SCIAF is the official aid and international development charity of the Catholic Church in Scotland. They work in over 16 countries across Asia, Africa and Latin America, helping some of the poorest people in the world, regardless of religion, to work their way out of poverty.
The annual ‘WEE BOX’ Lent appeal plays on the famous Scottish word ‘wee’ that means ‘small’. It encourages the people of Scotland to give their change to the charity. Boxes are placed in parishes, offices, schools, and even homes; and then the contributions are collected by the Church in Holy Week, and the first week of the Easter season.
Bishop Joseph Toal of the Diocese of Motherwell is the Bishop-President of SCIAF. He joined other archbishops and bishops in Scotland in urging people to support such a worthy cause: “SCIAF’s work is a great example of how we can all help people in some of the poorest countries in the world to improve their lives.”
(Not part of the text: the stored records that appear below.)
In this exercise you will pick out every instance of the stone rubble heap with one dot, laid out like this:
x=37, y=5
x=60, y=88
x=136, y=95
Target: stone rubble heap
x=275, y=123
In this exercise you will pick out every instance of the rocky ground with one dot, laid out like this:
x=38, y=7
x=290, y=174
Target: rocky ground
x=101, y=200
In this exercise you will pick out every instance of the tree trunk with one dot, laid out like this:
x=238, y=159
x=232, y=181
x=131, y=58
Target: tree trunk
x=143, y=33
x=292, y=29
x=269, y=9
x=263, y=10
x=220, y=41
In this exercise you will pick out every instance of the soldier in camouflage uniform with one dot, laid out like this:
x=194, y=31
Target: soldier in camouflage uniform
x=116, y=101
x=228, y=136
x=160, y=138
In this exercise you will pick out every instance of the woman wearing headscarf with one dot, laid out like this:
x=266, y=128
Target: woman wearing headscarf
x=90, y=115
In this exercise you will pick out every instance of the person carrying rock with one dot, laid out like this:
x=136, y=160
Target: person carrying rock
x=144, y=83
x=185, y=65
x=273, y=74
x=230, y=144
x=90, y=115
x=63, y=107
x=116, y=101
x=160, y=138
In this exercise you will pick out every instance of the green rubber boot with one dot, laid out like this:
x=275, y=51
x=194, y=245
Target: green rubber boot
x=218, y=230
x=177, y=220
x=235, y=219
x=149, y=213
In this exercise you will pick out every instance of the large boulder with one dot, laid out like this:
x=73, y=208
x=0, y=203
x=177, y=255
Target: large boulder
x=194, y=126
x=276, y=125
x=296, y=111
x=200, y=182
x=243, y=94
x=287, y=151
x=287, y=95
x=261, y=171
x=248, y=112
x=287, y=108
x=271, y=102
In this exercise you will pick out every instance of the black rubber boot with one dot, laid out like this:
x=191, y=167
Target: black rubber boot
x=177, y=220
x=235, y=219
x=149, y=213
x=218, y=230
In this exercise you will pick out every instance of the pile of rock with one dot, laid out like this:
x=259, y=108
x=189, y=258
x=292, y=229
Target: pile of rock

Every year, the WEE BOX appeal tells a story about a particular project in which SCIAF is involved. This year, the appeal focuses on the work being done in Zambia, where the challenges of hunger and poverty are made worse by climate change. SCIAF is helping people to overcome these challenges by helping the people of Zambia to grow the food they need, improve soil and harvests, and ultimately build themselves a more secure future.
Reflecting on the important work being carried out in Zambia, Bishop Toal said: “Something as simple as putting your spare change in your WEE BOX this Lent means families in countries like Zambia will get help to grow enough food to eat, earn an income and have hope for a better future.”
Not all of the money goes into the project in Zambia, though. SCIAF is dedicated to raising vital funds so that they can help families affected by hunger, poverty, war and natural disasters around the world. In light of the famine that was recently declared in South Sudan, they have been helping communities in the region with emergency aid including water, food and shelter.
If farming, peacebuilding and emergency work are key themes for SCIAF, then another is education, which they see as something that will help people lift themselves out of poverty. Many of the poorest children around the world are denied a sufficient education. Thus, the cycle of poverty continues. The Fund sets up skills training courses so that people of all ages can earn an income.
Although the charity is an official charity of the Catholic Church in Scotland, it works with people of all faiths to offer help where the need is greatest.